UK shares have performed strongly over the past year. Since October 2023, the FTSE All-Share index, which accounts for 98% of equities (by value), has risen 9%.
But I’ve noticed a few warning signs that this might not last. And as someone who’s heavily invested in the UK stock market, this makes me nervous.
Disappointing earnings
For example, last week (11 October), Hays (LSE:HAS) — “the world’s leading recruitment experts” — issued a downbeat trading update.
During Q3 2024, net fees were down 15%, compared to the same period in 2023. The fall was 20% in its UK/Ireland division. Worse, permanent employment income suffered a 21% drop.
Market conditions were described as “tough”, with companies taking longer to hire.
And even though I don’t own shares in Hays, I believe its results are a warning sign that the UK economy might not be in a good state. I think the performance of recruitment agencies is a barometer for the health of the wider economy. If business leaders don’t have confidence they’re not going to hire new staff.
Of course, it may be the case that Hays is unrepresentative of the market.
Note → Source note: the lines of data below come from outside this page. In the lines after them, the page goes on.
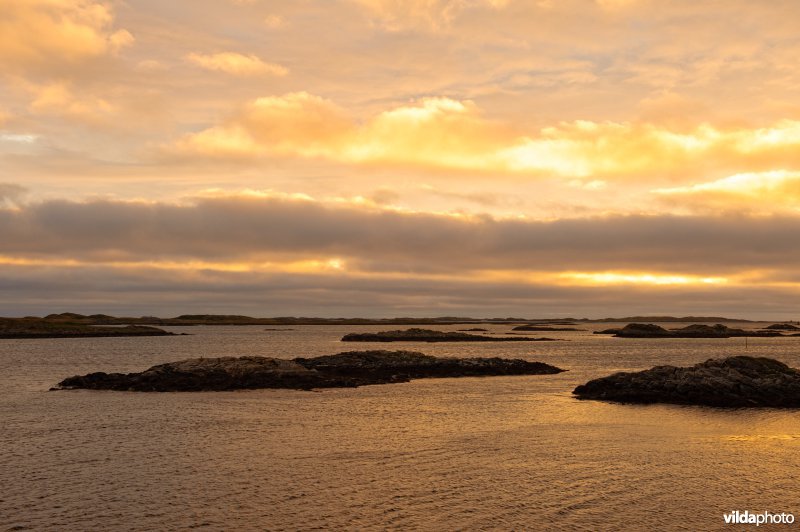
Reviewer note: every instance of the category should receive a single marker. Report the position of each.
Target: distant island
(348, 369)
(427, 335)
(236, 319)
(23, 328)
(649, 330)
(740, 381)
However, Page Group — another FTSE 250 recruitment company — painted a similar picture in August, when it reported its half-year results to 30 June 2024. It said the market was “tough” and reported a 13.1% fall in revenue. Basic earnings per share fell 61%.
Falling out of fashion
The luxury goods market is also showing signs of struggling.
This is often the first to be affected when there’s trouble ahead. Burberry issued a profits warning in July and replaced its chief executive. Aston Martin Lagonda has cut its sales forecast this year by 1,000 cars.
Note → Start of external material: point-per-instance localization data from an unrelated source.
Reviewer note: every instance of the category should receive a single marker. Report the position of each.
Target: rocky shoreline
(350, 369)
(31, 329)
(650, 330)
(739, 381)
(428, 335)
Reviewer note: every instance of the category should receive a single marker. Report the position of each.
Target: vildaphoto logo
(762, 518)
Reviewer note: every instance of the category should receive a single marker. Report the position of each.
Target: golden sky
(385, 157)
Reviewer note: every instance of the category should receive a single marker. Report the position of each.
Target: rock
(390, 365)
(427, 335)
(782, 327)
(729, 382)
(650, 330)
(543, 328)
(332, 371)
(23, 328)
If that wasn’t enough, the nation’s finances appear to be in bad shape.
According to the Institute of Fiscal Studies, the Chancellor might need to fill a ‘black hole’ of anything up to £25bn, when she delivers her first budget on 30 October.
The Guardian claims that the Treasury is modelling an increase in capital gains tax of up to 39%. But this could encourage investors with deeper pockets to take their money elsewhere.
To add to the gloom, the Prime Minister’s refused to rule out an increase in employer’s national insurance contributions. There’s even talk of a ‘windfall tax’ on Britain’s banks. Whatever the rights or wrongs of these policies, they’re not going to boost investor sentiment.
To compound matters, figures released on 11 October show that the UK economy is growing, but not by very much.
There’s too much despondency around for my liking.
Does it really matter?
However, many academic studies have found there’s little correlation between economic growth and the performance of the stock market. In fact, Jay Ritter of the University of Florida, found an inverse relationship.
Alex Bryan looked at returns from 1988 to 2015, in 41 countries. His findings support Ritter’s conclusion (see chart below).
Indeed, UK equities are dominated by the FTSE 100, whose members earn approximately 70% of their revenue from overseas. This helps mitigate any issues caused by problems back home.
It sounds as though I’m guilty of over-thinking things. I need to remind myself that successful investing requires taking a long-term view and ignoring the ‘lumps and bumps’ that come along from time to time.